Earlier this year, the Virginia senator and former vice presidential candidate started bringing up the nerve sensitivity that he fears may be permanent at every health care-related hearing, in backroom conversations with colleagues, in speeches and during press conferences.
After he was infected in March of 2020 — with strange symptoms he first thought were an allergic reaction — Kaine watched his wife, other loved ones, and fellow senators make full recoveries while his own discomfort remained. Weeks turned into months, then into years.
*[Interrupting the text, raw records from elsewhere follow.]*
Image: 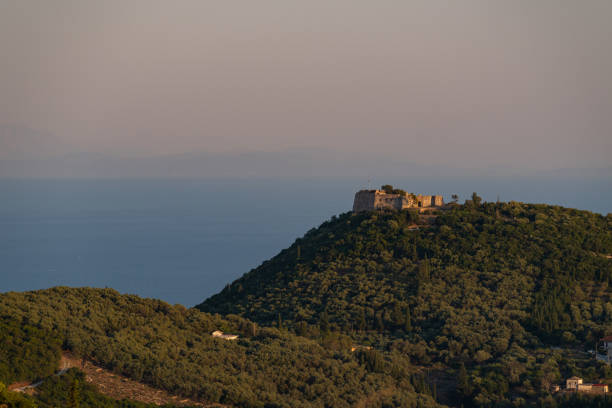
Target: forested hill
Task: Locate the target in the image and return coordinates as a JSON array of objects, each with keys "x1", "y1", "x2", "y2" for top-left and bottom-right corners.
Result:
[
  {"x1": 197, "y1": 199, "x2": 612, "y2": 356},
  {"x1": 0, "y1": 287, "x2": 438, "y2": 408}
]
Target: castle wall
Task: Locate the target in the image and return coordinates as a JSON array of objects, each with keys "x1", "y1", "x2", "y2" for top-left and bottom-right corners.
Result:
[{"x1": 353, "y1": 190, "x2": 444, "y2": 212}]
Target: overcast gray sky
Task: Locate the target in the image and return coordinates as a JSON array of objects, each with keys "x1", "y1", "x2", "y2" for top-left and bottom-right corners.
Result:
[{"x1": 0, "y1": 0, "x2": 612, "y2": 169}]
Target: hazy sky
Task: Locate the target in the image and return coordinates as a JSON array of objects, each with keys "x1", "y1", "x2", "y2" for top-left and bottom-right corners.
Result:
[{"x1": 0, "y1": 0, "x2": 612, "y2": 169}]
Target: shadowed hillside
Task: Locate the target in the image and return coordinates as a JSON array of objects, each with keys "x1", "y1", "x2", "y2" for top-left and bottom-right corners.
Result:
[{"x1": 197, "y1": 201, "x2": 612, "y2": 405}]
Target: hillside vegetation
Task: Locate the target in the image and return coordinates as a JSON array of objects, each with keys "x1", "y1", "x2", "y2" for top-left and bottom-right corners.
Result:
[
  {"x1": 0, "y1": 288, "x2": 437, "y2": 407},
  {"x1": 197, "y1": 201, "x2": 612, "y2": 406}
]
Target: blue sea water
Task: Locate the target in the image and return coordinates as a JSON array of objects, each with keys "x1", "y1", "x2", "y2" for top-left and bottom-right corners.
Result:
[{"x1": 0, "y1": 178, "x2": 612, "y2": 306}]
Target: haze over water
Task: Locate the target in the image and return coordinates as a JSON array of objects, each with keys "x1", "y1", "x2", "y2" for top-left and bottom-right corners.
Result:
[{"x1": 0, "y1": 176, "x2": 612, "y2": 306}]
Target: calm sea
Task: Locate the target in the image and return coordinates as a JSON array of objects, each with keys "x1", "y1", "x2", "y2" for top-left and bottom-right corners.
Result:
[{"x1": 0, "y1": 179, "x2": 612, "y2": 306}]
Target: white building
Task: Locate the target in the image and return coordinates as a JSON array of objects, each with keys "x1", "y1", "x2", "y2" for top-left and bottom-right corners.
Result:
[{"x1": 211, "y1": 330, "x2": 238, "y2": 340}]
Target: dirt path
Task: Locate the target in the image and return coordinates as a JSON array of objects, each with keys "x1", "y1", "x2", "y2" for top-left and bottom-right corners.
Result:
[
  {"x1": 8, "y1": 351, "x2": 227, "y2": 408},
  {"x1": 60, "y1": 352, "x2": 223, "y2": 407}
]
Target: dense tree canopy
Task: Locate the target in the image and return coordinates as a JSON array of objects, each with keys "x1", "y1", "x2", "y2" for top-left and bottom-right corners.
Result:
[{"x1": 198, "y1": 202, "x2": 612, "y2": 405}]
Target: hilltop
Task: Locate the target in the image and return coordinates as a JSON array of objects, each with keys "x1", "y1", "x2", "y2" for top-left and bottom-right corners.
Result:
[{"x1": 197, "y1": 200, "x2": 612, "y2": 406}]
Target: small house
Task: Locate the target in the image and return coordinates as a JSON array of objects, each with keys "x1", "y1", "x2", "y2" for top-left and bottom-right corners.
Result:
[
  {"x1": 565, "y1": 377, "x2": 582, "y2": 390},
  {"x1": 211, "y1": 330, "x2": 238, "y2": 340}
]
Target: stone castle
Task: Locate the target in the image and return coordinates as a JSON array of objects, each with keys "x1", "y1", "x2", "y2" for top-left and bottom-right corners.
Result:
[{"x1": 353, "y1": 190, "x2": 444, "y2": 212}]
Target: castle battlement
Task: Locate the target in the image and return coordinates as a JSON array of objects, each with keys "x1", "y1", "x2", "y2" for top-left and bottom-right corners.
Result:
[{"x1": 353, "y1": 190, "x2": 444, "y2": 212}]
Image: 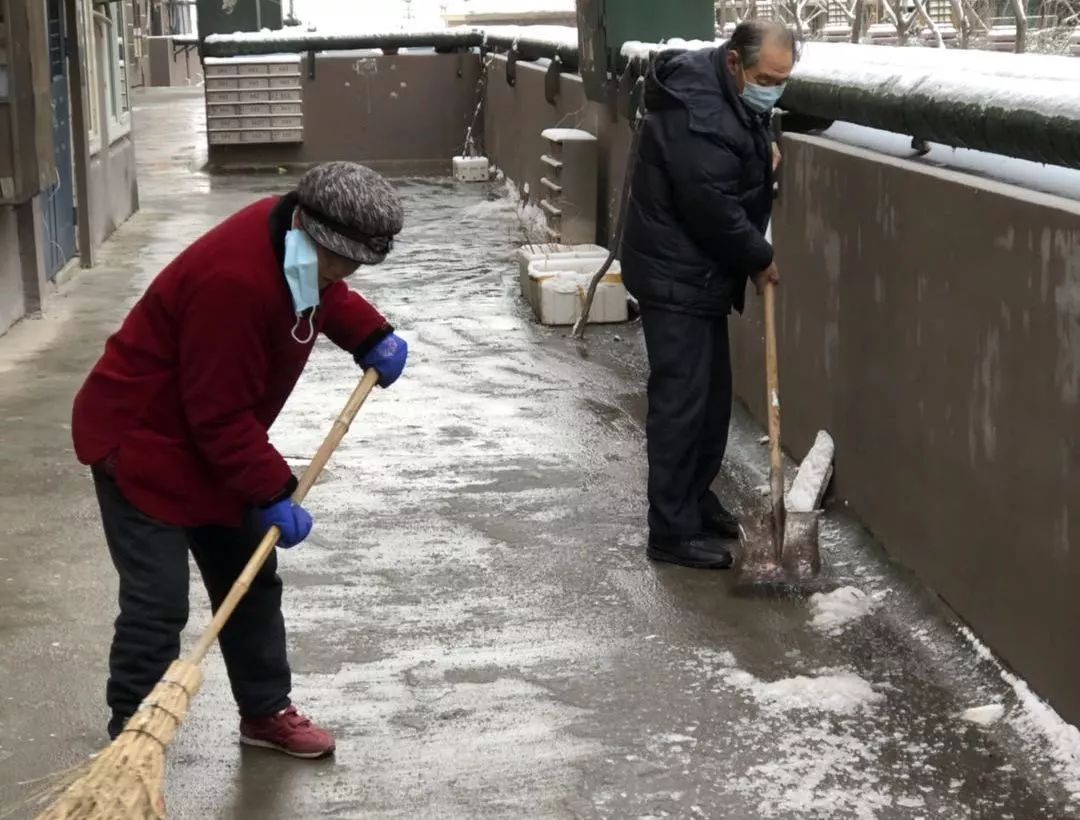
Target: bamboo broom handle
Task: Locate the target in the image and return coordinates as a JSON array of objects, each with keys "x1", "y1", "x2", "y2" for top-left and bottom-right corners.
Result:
[{"x1": 187, "y1": 369, "x2": 379, "y2": 666}]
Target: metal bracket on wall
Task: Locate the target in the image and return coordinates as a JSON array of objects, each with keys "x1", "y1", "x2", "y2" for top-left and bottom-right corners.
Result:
[
  {"x1": 543, "y1": 54, "x2": 563, "y2": 105},
  {"x1": 507, "y1": 49, "x2": 517, "y2": 88}
]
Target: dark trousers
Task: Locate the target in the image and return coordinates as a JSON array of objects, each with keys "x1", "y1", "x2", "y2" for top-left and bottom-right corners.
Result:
[
  {"x1": 642, "y1": 306, "x2": 731, "y2": 538},
  {"x1": 94, "y1": 470, "x2": 292, "y2": 738}
]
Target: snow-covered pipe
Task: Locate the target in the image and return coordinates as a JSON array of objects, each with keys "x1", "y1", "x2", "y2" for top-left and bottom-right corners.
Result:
[
  {"x1": 781, "y1": 43, "x2": 1080, "y2": 167},
  {"x1": 201, "y1": 26, "x2": 1080, "y2": 167}
]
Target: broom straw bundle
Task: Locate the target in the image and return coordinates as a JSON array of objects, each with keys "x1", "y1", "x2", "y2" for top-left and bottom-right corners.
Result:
[{"x1": 38, "y1": 369, "x2": 379, "y2": 820}]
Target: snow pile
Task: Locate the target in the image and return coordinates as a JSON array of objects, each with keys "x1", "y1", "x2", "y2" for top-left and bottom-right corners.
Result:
[
  {"x1": 733, "y1": 726, "x2": 894, "y2": 820},
  {"x1": 810, "y1": 587, "x2": 876, "y2": 635},
  {"x1": 825, "y1": 122, "x2": 1080, "y2": 204},
  {"x1": 786, "y1": 429, "x2": 836, "y2": 512},
  {"x1": 725, "y1": 670, "x2": 885, "y2": 715},
  {"x1": 957, "y1": 703, "x2": 1005, "y2": 726},
  {"x1": 960, "y1": 627, "x2": 1080, "y2": 799},
  {"x1": 795, "y1": 43, "x2": 1080, "y2": 118}
]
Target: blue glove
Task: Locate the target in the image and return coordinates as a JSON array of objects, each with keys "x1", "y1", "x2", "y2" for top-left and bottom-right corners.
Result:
[
  {"x1": 259, "y1": 498, "x2": 314, "y2": 549},
  {"x1": 360, "y1": 334, "x2": 408, "y2": 387}
]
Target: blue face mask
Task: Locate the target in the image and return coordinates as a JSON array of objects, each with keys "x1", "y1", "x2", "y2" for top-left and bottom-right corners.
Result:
[
  {"x1": 741, "y1": 80, "x2": 786, "y2": 113},
  {"x1": 285, "y1": 228, "x2": 319, "y2": 345}
]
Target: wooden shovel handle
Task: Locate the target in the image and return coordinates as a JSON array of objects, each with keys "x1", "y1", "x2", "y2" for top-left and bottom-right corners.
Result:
[
  {"x1": 187, "y1": 369, "x2": 379, "y2": 666},
  {"x1": 762, "y1": 281, "x2": 785, "y2": 563}
]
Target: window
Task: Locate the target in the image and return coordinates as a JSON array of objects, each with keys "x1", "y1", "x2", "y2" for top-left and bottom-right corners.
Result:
[{"x1": 79, "y1": 0, "x2": 131, "y2": 153}]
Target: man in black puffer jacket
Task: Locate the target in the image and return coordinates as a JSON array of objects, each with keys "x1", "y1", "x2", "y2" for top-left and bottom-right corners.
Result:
[{"x1": 621, "y1": 22, "x2": 796, "y2": 568}]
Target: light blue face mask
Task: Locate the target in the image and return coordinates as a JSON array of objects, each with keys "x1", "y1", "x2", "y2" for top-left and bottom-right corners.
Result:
[
  {"x1": 285, "y1": 228, "x2": 319, "y2": 345},
  {"x1": 741, "y1": 80, "x2": 786, "y2": 113}
]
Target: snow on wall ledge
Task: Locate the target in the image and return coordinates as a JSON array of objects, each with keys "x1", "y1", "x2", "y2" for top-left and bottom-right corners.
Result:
[
  {"x1": 781, "y1": 43, "x2": 1080, "y2": 167},
  {"x1": 622, "y1": 40, "x2": 1080, "y2": 167}
]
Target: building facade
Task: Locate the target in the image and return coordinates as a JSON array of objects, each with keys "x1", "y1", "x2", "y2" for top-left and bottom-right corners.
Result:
[{"x1": 0, "y1": 0, "x2": 138, "y2": 333}]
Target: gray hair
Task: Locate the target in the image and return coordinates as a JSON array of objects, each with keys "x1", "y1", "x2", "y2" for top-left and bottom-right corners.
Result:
[{"x1": 728, "y1": 19, "x2": 799, "y2": 68}]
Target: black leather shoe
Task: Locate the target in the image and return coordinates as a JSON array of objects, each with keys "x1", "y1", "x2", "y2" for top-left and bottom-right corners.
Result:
[
  {"x1": 646, "y1": 536, "x2": 733, "y2": 569},
  {"x1": 701, "y1": 501, "x2": 739, "y2": 539}
]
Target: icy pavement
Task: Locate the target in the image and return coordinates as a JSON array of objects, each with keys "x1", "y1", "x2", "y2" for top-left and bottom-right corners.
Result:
[{"x1": 0, "y1": 94, "x2": 1080, "y2": 820}]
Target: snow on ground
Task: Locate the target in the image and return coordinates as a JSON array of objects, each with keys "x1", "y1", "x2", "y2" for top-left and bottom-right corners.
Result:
[
  {"x1": 960, "y1": 627, "x2": 1080, "y2": 799},
  {"x1": 444, "y1": 0, "x2": 575, "y2": 14},
  {"x1": 810, "y1": 587, "x2": 877, "y2": 635}
]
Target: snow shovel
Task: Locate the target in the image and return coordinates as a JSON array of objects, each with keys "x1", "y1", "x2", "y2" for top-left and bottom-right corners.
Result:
[{"x1": 737, "y1": 282, "x2": 821, "y2": 592}]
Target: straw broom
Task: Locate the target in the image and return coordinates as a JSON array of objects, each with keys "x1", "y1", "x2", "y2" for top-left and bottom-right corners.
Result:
[{"x1": 38, "y1": 369, "x2": 379, "y2": 820}]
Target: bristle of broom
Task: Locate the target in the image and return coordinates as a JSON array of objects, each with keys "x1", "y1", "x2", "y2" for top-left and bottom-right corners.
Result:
[{"x1": 38, "y1": 660, "x2": 203, "y2": 820}]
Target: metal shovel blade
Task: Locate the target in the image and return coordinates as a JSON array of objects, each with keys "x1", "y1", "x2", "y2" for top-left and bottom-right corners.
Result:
[{"x1": 732, "y1": 510, "x2": 827, "y2": 596}]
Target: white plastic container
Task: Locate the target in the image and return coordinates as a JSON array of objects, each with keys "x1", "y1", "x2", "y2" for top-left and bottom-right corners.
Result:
[
  {"x1": 515, "y1": 243, "x2": 608, "y2": 305},
  {"x1": 528, "y1": 256, "x2": 630, "y2": 325},
  {"x1": 454, "y1": 157, "x2": 491, "y2": 183}
]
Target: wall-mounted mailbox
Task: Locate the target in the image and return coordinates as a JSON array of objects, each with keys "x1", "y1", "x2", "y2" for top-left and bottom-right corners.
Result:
[{"x1": 204, "y1": 54, "x2": 303, "y2": 145}]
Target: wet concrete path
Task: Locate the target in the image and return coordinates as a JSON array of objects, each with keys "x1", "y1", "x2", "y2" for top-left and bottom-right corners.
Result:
[{"x1": 0, "y1": 93, "x2": 1078, "y2": 819}]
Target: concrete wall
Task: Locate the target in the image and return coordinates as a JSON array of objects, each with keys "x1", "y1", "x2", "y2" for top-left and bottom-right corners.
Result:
[
  {"x1": 732, "y1": 137, "x2": 1080, "y2": 722},
  {"x1": 210, "y1": 53, "x2": 480, "y2": 173},
  {"x1": 0, "y1": 205, "x2": 26, "y2": 333},
  {"x1": 484, "y1": 57, "x2": 631, "y2": 243},
  {"x1": 485, "y1": 61, "x2": 1080, "y2": 722},
  {"x1": 90, "y1": 136, "x2": 138, "y2": 245}
]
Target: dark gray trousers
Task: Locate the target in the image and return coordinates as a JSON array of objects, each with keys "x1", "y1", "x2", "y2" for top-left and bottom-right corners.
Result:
[
  {"x1": 94, "y1": 469, "x2": 292, "y2": 738},
  {"x1": 642, "y1": 306, "x2": 731, "y2": 538}
]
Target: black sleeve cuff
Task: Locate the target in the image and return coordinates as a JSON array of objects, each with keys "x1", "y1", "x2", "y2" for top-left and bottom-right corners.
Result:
[
  {"x1": 259, "y1": 475, "x2": 300, "y2": 510},
  {"x1": 352, "y1": 324, "x2": 394, "y2": 364}
]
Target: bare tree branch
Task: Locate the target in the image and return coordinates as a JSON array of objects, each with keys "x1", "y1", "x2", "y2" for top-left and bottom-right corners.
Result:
[{"x1": 1012, "y1": 0, "x2": 1027, "y2": 54}]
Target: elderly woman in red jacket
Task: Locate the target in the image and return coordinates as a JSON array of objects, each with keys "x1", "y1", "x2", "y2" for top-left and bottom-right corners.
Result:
[{"x1": 72, "y1": 162, "x2": 407, "y2": 757}]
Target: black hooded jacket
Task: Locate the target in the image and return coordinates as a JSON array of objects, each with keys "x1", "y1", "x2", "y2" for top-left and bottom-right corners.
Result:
[{"x1": 620, "y1": 46, "x2": 772, "y2": 317}]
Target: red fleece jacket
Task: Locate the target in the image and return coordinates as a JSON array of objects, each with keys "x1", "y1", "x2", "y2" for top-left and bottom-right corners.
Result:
[{"x1": 71, "y1": 198, "x2": 391, "y2": 527}]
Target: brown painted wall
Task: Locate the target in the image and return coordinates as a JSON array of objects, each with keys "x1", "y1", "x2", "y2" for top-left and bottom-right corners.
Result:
[
  {"x1": 90, "y1": 136, "x2": 138, "y2": 245},
  {"x1": 732, "y1": 137, "x2": 1080, "y2": 722},
  {"x1": 210, "y1": 53, "x2": 480, "y2": 173}
]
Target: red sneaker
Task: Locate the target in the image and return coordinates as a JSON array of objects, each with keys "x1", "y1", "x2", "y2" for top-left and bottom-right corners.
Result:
[{"x1": 240, "y1": 707, "x2": 335, "y2": 759}]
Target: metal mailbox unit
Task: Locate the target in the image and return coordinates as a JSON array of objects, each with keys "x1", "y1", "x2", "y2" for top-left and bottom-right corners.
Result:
[{"x1": 204, "y1": 54, "x2": 303, "y2": 145}]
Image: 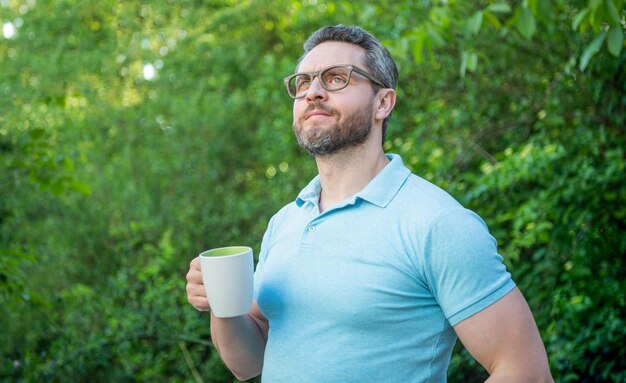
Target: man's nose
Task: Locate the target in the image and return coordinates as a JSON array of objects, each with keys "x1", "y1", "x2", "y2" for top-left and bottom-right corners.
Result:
[{"x1": 306, "y1": 76, "x2": 328, "y2": 101}]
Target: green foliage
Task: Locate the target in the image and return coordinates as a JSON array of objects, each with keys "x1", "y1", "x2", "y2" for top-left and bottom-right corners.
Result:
[{"x1": 0, "y1": 0, "x2": 626, "y2": 382}]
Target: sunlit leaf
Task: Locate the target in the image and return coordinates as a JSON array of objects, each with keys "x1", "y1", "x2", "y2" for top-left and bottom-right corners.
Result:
[
  {"x1": 485, "y1": 3, "x2": 511, "y2": 13},
  {"x1": 467, "y1": 11, "x2": 483, "y2": 35},
  {"x1": 578, "y1": 32, "x2": 606, "y2": 71},
  {"x1": 606, "y1": 25, "x2": 624, "y2": 57},
  {"x1": 515, "y1": 7, "x2": 537, "y2": 40}
]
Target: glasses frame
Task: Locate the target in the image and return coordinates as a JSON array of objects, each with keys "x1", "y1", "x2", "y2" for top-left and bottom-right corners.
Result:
[{"x1": 283, "y1": 64, "x2": 386, "y2": 100}]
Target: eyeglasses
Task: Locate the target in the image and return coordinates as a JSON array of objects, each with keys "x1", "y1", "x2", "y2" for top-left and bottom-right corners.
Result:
[{"x1": 284, "y1": 65, "x2": 385, "y2": 98}]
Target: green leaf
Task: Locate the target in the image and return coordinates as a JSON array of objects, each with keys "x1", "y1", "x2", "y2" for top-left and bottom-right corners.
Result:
[
  {"x1": 515, "y1": 7, "x2": 537, "y2": 40},
  {"x1": 483, "y1": 11, "x2": 502, "y2": 29},
  {"x1": 467, "y1": 52, "x2": 478, "y2": 72},
  {"x1": 459, "y1": 51, "x2": 469, "y2": 78},
  {"x1": 572, "y1": 8, "x2": 589, "y2": 32},
  {"x1": 485, "y1": 3, "x2": 511, "y2": 13},
  {"x1": 578, "y1": 32, "x2": 606, "y2": 72},
  {"x1": 604, "y1": 0, "x2": 620, "y2": 26},
  {"x1": 28, "y1": 128, "x2": 46, "y2": 141},
  {"x1": 467, "y1": 11, "x2": 483, "y2": 35},
  {"x1": 606, "y1": 25, "x2": 624, "y2": 57},
  {"x1": 70, "y1": 181, "x2": 91, "y2": 196},
  {"x1": 526, "y1": 0, "x2": 539, "y2": 13}
]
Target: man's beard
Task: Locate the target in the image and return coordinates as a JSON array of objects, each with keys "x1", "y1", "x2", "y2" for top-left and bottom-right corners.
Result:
[{"x1": 293, "y1": 103, "x2": 373, "y2": 156}]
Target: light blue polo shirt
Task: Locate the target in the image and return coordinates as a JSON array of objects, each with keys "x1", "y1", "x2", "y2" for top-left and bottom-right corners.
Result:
[{"x1": 255, "y1": 155, "x2": 515, "y2": 383}]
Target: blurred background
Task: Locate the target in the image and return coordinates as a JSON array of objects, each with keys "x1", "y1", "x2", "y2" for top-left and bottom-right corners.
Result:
[{"x1": 0, "y1": 0, "x2": 626, "y2": 382}]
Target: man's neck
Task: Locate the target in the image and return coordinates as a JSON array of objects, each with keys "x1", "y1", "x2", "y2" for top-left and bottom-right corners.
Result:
[{"x1": 315, "y1": 144, "x2": 389, "y2": 213}]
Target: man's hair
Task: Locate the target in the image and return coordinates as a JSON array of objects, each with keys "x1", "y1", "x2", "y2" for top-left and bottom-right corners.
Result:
[{"x1": 298, "y1": 24, "x2": 398, "y2": 143}]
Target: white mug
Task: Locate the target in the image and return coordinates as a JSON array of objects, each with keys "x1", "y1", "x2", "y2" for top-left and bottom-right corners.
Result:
[{"x1": 200, "y1": 246, "x2": 254, "y2": 318}]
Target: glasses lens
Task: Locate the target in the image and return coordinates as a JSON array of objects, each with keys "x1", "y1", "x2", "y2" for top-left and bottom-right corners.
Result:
[
  {"x1": 287, "y1": 74, "x2": 311, "y2": 98},
  {"x1": 320, "y1": 66, "x2": 352, "y2": 90}
]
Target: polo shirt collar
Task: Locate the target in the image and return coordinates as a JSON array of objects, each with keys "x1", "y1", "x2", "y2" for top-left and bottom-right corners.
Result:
[{"x1": 296, "y1": 154, "x2": 411, "y2": 207}]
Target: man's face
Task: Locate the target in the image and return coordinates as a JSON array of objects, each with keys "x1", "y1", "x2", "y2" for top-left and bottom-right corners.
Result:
[{"x1": 293, "y1": 42, "x2": 374, "y2": 156}]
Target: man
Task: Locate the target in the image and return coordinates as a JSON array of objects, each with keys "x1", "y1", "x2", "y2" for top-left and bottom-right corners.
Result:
[{"x1": 187, "y1": 26, "x2": 552, "y2": 382}]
Now, he stresses to fellow lawmakers and top Biden officials that he’s spent two years feeling “as if every nerve ending in my body has had five cups of coffee.”
“I can feel every nerve ending right now as I’m talking to you,” he told POLITICO. “It’s just kind of a tingling in my veins all the time.”
Sitting behind an expansive wooden desk strewn with papers in his Capitol Hill office earlier this year, the walls behind him covered in framed photos, signed bills and Virginia memorabilia up to the high ceiling, Kaine said he was at first hesitant to speak about his condition because his symptoms are relatively mild compared to those of many people around the country who are debilitated physically, mentally or both by Covid-19.